SIOC/Data/Boards.ie/Error reports
Error reports
Please describe problems with the data here
Sep 3, 2008 Illegal URI
The post file http://boards.ie/vbulletin/sioc.php?sioc_type=post&sioc_id=71610 has an illegal URI on line 56. The Jena parser's error report is:
WARN [main] (RDFDefaultErrorHandler.java:36) - http://boards.ie/vbulletin/sioc.php?sioc_type=post&sioc_id=71610# (line 56 column 101): {W107} Bad URI: <http://redjohno@eudoramail.com> Code: 59/PROHIBITED_COMPONENT_PRESENT in USER: A component that is prohibited by the scheme is present.
Presumably the http: should be mailto:, but I don't know if it stems from an error in the source data, or indicates a problem with the RDF generation script.
Sep 5, 2008 Sesame issue with empty URI properties
In nearly every file there is a line like this:
<foaf:Document rdf:about="">
the "rfd:about" without an URI makes Sesames RDF/XML parser crash with an error like this:
Not a valid (absolute) URI: [line 17, column 3]
if the rdf:about is removed everything works fine.

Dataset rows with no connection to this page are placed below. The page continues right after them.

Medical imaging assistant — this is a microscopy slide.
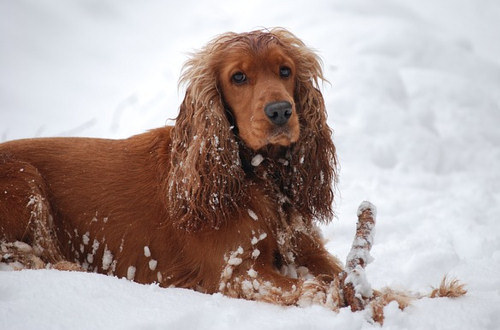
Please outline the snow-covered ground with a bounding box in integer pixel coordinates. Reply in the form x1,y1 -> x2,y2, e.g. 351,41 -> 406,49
0,0 -> 500,329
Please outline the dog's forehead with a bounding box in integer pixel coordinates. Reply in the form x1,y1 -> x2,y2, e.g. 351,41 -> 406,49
221,44 -> 294,72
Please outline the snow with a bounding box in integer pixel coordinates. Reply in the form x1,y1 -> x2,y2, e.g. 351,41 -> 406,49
0,0 -> 500,329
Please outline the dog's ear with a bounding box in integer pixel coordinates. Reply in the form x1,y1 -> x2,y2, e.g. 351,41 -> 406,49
292,82 -> 337,221
167,49 -> 244,231
271,29 -> 337,221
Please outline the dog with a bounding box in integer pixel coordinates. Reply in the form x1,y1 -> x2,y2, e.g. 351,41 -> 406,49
0,28 -> 464,320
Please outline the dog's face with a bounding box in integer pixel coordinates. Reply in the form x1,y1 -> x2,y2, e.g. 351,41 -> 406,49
218,44 -> 300,150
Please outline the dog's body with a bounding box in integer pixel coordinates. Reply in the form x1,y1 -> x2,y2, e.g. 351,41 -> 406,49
0,29 -> 464,319
0,127 -> 341,292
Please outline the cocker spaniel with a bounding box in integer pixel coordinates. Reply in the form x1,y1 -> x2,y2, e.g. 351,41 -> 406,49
0,29 -> 461,318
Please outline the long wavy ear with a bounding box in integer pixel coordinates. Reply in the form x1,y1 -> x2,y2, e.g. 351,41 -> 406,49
167,44 -> 244,231
272,29 -> 337,221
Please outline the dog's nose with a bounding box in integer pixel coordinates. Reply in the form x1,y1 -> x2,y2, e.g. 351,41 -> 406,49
264,101 -> 292,125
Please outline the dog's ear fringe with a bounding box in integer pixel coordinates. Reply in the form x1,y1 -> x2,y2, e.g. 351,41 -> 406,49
166,29 -> 337,231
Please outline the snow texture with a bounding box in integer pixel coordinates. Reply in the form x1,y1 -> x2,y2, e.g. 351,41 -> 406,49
0,0 -> 500,330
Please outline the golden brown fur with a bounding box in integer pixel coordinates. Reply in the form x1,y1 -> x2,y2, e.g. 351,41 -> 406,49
0,29 -> 341,299
0,29 -> 462,320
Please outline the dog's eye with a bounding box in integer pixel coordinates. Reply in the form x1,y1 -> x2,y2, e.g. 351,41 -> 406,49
231,72 -> 247,84
280,66 -> 292,78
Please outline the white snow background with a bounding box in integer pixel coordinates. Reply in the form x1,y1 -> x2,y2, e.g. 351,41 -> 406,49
0,0 -> 500,330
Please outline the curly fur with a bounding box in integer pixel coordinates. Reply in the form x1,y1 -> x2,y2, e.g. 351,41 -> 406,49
168,29 -> 337,230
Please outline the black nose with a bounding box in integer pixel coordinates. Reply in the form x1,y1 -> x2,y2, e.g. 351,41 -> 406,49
264,101 -> 292,125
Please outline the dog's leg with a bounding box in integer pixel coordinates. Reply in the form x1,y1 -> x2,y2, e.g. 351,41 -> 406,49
0,160 -> 63,264
219,242 -> 344,311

Sesame uses a SAX parser and creates a new URI from the value the parser delivers. "" is in this case not a valid URI for Sesame. I do not know if this is a bug of Sesame or whether empty URIs are allowed or not - in general. At least Sesame does not like them.
Solution
The described problem was discussed here http://tuukka.iki.fi/tmp/sioc-2008-09-02.html and a solution for Jena suggested. Hopefully it works with Sesame, too.
Yes, there is a way to do this in Sesame:
connection.add(file, URLDecoder.decode(file.getName(), "utf-8"), RDFFormat.RDFXML);
Thanks for the suggestion.
Sep 23, 2008 Problems downloading the zipped files
Some people have reported timeouts when downloading the very large files. We've made a second store of the data sets available, which you can access using the same username and password for the original download site.
You can access the second store at download.sioc-project.org.
Sep 24, 2008 Post files without actual data
randomity some of the files in boards.ie-post.tar.gz have no data. They have a <?xml..., a <rdf:RDF... , and a full <foaf:Document> declaration, but no actual data randomity e.g. post/000/000/http%3A%2F%2Fboards.ie%2Fvbulletin%2Fsioc.php%3Fsioc_type%3Dpost%26 randomity sioc_id%3D1967011 thosch randomity: these should all be posts that were deleted/are access restricted. thosch if you check the post of the respective id on the boards.ie server you can see it: http://boards.ie/vbulletin/showpost.php?p=1967011 thosch but of course these posts shouldn't be in the dump, but it wasn't easy to remove all of them.